I was born in 1989, just eight months before the election of L. Douglas Wilder as the first black governor of the Old Dominion, and the first black governor elected in the history of this country. The grandson of slaves, this was a watershed moment in the Virginia journey.
One would have thought, and indeed many of us hoped, that this election would have ushered in a Virginia that was not Black or White, but instead one Virginia. A united Commonwealth.
However, it seems that we have not come far enough to understand the hurt and pain and the effect on those who grew up in the shadow of separate but not equal.
Thirty years on, throughout the duration of my life, we are still struggling mightily with race in our state.
Now, let me be abundantly clear — Black Virginia and White Virginia have no specific political party. The two Virginias have coexisted in inequality for four centuries, but we may now have finally reached a tipping point.
The lasting wounds of the two parallel journeys have been reopened of late. And now, we as Virginians, have a choice: to give these deep-seated issues the attention of a news cycle and suppress our differences yet again, or to address the longstanding issues head on and make real progress toward healing and reconciliation between Black Virginia and White Virginia.
I believe deeply in my bones that we can walk together shoulder to shoulder for the good of this Commonwealth, but it will take a desire to address that which is uncomfortable and every ounce of compassion and understanding that we can summon from within ourselves.
In Dr. Martin Luther King’s Letter from a Birmingham Jail, he wrote that “we are caught in an inescapable network of mutuality, tied in a single garment of destiny. Whatever affects one directly, affects all indirectly.”
It is time for us as Virginians to recognize that we are part of a single garment of destiny, whether we like it or not. We now have a chance to confront our demons head on, to realize that we are inextricably linked as one.

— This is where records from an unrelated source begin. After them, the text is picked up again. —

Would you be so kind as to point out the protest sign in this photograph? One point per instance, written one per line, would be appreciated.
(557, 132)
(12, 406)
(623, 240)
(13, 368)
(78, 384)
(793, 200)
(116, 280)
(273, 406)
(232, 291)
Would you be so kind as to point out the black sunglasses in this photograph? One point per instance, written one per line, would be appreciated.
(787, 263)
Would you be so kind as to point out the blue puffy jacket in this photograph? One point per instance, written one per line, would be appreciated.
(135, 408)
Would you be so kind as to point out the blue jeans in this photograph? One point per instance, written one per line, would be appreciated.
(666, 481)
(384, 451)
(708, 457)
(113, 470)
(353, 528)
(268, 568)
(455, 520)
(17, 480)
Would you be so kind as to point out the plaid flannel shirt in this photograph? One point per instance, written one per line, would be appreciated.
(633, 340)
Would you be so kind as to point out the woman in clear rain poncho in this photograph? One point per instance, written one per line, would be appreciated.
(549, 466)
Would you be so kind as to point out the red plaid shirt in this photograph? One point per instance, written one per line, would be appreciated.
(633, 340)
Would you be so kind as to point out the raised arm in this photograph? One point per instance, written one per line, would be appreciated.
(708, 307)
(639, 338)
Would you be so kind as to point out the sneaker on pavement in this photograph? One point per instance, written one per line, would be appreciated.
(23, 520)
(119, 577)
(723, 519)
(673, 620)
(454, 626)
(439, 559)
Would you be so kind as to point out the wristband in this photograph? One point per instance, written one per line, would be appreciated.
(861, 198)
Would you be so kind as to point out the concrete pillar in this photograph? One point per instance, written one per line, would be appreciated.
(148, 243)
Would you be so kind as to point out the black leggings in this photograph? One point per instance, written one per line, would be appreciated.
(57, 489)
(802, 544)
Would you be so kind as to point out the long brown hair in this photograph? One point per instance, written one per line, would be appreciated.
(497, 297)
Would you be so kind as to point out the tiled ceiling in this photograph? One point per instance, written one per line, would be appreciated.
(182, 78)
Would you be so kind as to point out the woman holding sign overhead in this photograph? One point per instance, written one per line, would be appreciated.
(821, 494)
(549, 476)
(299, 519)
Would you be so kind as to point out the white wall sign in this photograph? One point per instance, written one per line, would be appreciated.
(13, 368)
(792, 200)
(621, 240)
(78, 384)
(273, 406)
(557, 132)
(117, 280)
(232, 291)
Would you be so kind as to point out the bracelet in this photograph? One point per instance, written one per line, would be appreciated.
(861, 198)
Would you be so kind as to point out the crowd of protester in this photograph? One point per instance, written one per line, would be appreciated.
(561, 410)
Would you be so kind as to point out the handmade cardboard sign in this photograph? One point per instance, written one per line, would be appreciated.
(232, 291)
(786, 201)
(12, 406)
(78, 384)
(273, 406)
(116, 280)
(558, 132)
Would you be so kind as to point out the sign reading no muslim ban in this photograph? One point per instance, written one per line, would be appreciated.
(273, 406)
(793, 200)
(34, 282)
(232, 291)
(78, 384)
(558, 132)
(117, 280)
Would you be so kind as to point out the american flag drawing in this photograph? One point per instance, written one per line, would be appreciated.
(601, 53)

We can try to connect White Virginia and Black Virginia once and for all, to acknowledge, confront, and understand each other’s paths. No longer can we ignore or paper over our differences. For years we have opted for band aids when stitches have been necessary.
This is our shared Virginia journey, and the way that we march on together.
The arcs to this point have been different and must be acknowledged as such. But we are brothers and sisters, under God, roaming the vast expanses of this great Commonwealth — from the streets of the Capital City to the suburbs of Northern Virginia, from the shores of Virginia Beach to the rolling hills of Southwest Virginia.
We must understand that our way toward the healing and reconciliation we have spoken about starts with us, as leaders of this state — those who are looked to for guidance and leadership.
That our words cannot ring empty in the ears of Black Virginia. That our deeds and aims in this body — as policy makers — must be reflected in our actions and our ideals.
It is my firm belief that once we accept that responsibility, we can begin to heal and reconcile with one another. To bring the two Virginias — Black Virginia and White Virginia — on to the same track. On to a shared Virginia journey that embodies what Dr. King wrote about in his letter — that as long as we are here we are tied together in mutuality, and what one does affects all.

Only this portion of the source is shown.